Applications of the Natural Language Processing Tool ChatGPT in Clinical Practice: Comparative Study and Augmented Systematic Review.

作者信息

Schopow Nikolas, Osterhoff Georg, Baur David

机构信息

Department for Orthopedics, Trauma Surgery and Plastic Surgery, University Hospital Leipzig, Leipzig, Germany.

出版信息

JMIR Med Inform. 2023 Nov 28;11:e48933. doi: 10.2196/48933.

Abstract

BACKGROUND

This research integrates a comparative analysis of the performance of human researchers and OpenAI's ChatGPT in systematic review tasks and describes an assessment of the application of natural language processing (NLP) models in clinical practice through a review of 5 studies.

OBJECTIVE

This study aimed to evaluate the reliability between ChatGPT and human researchers in extracting key information from clinical articles, and to investigate the practical use of NLP in clinical settings as evidenced by selected studies.

METHODS

The study design comprised a systematic review of clinical articles executed independently by human researchers and ChatGPT. The level of agreement between and within raters for parameter extraction was assessed using the Fleiss and Cohen κ statistics.

RESULTS

The comparative analysis revealed a high degree of concordance between ChatGPT and human researchers for most parameters, with less agreement for study design, clinical task, and clinical implementation.
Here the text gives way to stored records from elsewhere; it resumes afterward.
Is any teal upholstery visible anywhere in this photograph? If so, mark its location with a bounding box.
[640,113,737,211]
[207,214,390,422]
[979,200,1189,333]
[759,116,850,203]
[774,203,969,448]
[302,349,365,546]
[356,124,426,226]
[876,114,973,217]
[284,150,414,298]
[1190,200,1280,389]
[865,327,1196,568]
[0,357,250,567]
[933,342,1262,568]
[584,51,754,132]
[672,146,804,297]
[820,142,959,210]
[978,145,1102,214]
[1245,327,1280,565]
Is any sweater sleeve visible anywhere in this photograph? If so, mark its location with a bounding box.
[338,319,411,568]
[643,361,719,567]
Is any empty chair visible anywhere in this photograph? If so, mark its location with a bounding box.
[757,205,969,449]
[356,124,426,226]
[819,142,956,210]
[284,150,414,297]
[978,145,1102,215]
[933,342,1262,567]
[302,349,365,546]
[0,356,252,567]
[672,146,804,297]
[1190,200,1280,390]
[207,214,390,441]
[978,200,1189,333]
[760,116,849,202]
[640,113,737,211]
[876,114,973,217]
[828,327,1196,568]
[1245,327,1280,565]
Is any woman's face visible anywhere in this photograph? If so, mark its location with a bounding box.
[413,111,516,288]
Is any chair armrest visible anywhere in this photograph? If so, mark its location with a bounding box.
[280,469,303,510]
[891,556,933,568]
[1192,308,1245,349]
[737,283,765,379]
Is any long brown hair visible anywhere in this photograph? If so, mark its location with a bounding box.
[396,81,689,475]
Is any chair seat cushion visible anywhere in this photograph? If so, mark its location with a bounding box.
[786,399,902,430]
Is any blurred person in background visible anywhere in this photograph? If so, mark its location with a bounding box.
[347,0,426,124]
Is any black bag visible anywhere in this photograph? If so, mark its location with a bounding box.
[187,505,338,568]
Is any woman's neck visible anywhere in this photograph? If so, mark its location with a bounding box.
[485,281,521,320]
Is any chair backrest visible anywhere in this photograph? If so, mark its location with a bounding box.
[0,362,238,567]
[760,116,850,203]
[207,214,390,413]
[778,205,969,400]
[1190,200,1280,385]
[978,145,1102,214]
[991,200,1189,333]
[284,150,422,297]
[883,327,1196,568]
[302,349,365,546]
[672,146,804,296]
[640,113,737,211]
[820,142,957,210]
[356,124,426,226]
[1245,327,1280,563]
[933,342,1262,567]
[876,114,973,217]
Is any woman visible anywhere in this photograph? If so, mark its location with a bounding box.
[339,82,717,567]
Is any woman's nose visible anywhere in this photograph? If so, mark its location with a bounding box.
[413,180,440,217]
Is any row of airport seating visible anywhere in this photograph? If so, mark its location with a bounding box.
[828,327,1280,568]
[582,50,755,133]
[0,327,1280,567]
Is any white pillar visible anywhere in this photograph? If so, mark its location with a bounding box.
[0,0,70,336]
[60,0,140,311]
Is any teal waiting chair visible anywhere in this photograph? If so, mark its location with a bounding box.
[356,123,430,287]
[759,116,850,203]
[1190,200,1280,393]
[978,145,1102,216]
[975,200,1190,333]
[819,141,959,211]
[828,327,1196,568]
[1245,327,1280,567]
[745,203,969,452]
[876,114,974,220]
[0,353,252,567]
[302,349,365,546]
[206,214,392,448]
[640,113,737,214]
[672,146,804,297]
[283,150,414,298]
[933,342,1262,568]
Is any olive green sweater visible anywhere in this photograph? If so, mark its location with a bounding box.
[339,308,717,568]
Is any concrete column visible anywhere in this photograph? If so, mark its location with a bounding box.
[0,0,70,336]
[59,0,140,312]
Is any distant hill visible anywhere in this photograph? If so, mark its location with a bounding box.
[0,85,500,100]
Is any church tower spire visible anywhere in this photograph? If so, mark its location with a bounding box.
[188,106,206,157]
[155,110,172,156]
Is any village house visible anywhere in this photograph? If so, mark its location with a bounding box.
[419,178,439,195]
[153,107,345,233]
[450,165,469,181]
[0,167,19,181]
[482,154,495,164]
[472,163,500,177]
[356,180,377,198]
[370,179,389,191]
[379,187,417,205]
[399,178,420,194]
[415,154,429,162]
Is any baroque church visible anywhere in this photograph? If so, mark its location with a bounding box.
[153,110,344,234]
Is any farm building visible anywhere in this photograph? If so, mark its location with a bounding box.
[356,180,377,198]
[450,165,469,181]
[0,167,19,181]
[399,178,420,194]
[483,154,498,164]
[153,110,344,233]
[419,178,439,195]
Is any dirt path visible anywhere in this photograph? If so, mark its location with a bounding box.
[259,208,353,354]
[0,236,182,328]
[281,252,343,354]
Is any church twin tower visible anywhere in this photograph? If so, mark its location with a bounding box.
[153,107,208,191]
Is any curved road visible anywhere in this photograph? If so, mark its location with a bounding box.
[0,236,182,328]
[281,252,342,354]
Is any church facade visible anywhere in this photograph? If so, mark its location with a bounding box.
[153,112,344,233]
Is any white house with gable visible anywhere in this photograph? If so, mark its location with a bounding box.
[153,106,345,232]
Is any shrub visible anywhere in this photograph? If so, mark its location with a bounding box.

The review identified 5 significant studies that demonstrated the diverse applications of NLP in clinical settings. These studies' findings highlight the potential of NLP to improve clinical efficiency and patient outcomes in various contexts, from enhancing allergy detection and classification to improving quality metrics in psychotherapy treatments for veterans with posttraumatic stress disorder.

CONCLUSIONS

Our findings underscore the potential of NLP models, including ChatGPT, in performing systematic reviews and other clinical tasks. Despite certain limitations, NLP models present a promising avenue for enhancing health care efficiency and accuracy. Future studies must focus on broadening the range of clinical applications and exploring the ethical considerations of implementing NLP applications in health care settings.

摘要

背景

本研究对人类研究人员和OpenAI的ChatGPT在系统评价任务中的表现进行了比较分析,并通过对5项研究的综述,描述了自然语言处理(NLP)模型在临床实践中的应用评估。

目的

本研究旨在评估ChatGPT与人类研究人员在从临床文章中提取关键信息方面的可靠性,并通过所选研究证明NLP在临床环境中的实际应用。

方法

该研究设计包括由人类研究人员和ChatGPT独立执行的临床文章系统评价。使用Fleiss和Cohen κ统计量评估评分者之间和评分者内部在参数提取方面的一致程度。

结果

比较分析显示,ChatGPT与人类研究人员在大多数参数上具有高度一致性,但在研究设计、临床任务和临床实施方面的一致性较低。该综述确定了5项重要研究,这些研究展示了NLP在临床环境中的多种应用。这些研究结果突出了NLP在各种情况下提高临床效率和患者治疗效果的潜力,从加强过敏检测和分类到改善创伤后应激障碍退伍军人心理治疗的质量指标。

结论

我们的研究结果强调了包括ChatGPT在内的NLP模型在进行系统评价和其他临床任务方面的潜力。尽管存在某些局限性,但NLP模型为提高医疗保健效率和准确性提供了一条有前景的途径。未来的研究必须专注于扩大临床应用范围,并探索在医疗保健环境中实施NLP应用的伦理考量。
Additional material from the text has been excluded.